Black Tap locations are in New York City's Midtown, Soho, and Herald Square neighborhoods, Las Vegas, Anaheim, Singapore, Dallas, Geneva, Zürich, Dubai, Kuwait, Abu Dhabi, Bahrain, Erbil, and Saudi Arabia.

In May 2023, Black Tap opened a new location in Nashville and won Nashville Scene's Best Burger award.

Black Tap is known for their unique milkshakes called "Crazyshakes®" which Black Tap owns the trademark for.
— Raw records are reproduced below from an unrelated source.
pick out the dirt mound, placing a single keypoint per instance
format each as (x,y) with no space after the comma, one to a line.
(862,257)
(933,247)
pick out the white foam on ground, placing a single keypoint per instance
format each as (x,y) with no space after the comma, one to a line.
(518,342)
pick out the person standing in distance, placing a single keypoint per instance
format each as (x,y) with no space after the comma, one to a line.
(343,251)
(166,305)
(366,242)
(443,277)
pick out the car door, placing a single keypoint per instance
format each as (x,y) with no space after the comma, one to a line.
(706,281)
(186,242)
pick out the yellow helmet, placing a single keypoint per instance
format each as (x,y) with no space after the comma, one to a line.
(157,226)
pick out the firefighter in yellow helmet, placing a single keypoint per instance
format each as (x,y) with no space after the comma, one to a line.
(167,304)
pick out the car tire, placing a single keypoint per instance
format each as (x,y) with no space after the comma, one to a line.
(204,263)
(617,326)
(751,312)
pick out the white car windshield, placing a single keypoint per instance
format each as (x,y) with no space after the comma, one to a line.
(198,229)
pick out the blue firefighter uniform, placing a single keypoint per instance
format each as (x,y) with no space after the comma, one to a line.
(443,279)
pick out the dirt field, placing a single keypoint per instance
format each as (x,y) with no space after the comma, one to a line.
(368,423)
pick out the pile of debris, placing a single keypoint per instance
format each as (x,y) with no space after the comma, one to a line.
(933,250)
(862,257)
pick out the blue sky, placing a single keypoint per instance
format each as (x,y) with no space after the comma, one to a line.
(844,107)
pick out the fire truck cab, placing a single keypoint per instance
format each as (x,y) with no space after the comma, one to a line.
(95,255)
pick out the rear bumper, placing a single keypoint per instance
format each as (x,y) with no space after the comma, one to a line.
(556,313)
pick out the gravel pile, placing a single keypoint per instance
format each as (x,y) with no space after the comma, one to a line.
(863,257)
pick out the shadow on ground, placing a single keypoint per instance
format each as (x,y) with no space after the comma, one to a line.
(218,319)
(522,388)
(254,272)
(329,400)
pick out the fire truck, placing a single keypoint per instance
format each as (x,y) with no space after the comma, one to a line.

Flavors include Cookies 'N Cream Supreme, Strawberry Shortcake, The Cakeshake® among other locally crafted shakes for each local market.

Celebrities who have endorsed Black Tap Burgers include The Weeknd, Joe Jonas, Kate Hudson, and Katie Holmes.

== Awards ==
In 2015, Black Tap won the People's Choice Award at New York City Wine & Food Festival's Burger Bash

== International Expansion ==
In 2018, Black Tap opened in Singapore. In order to maintain strict quality control standards, they continued to import US beef for its burgers and import candies from the United States.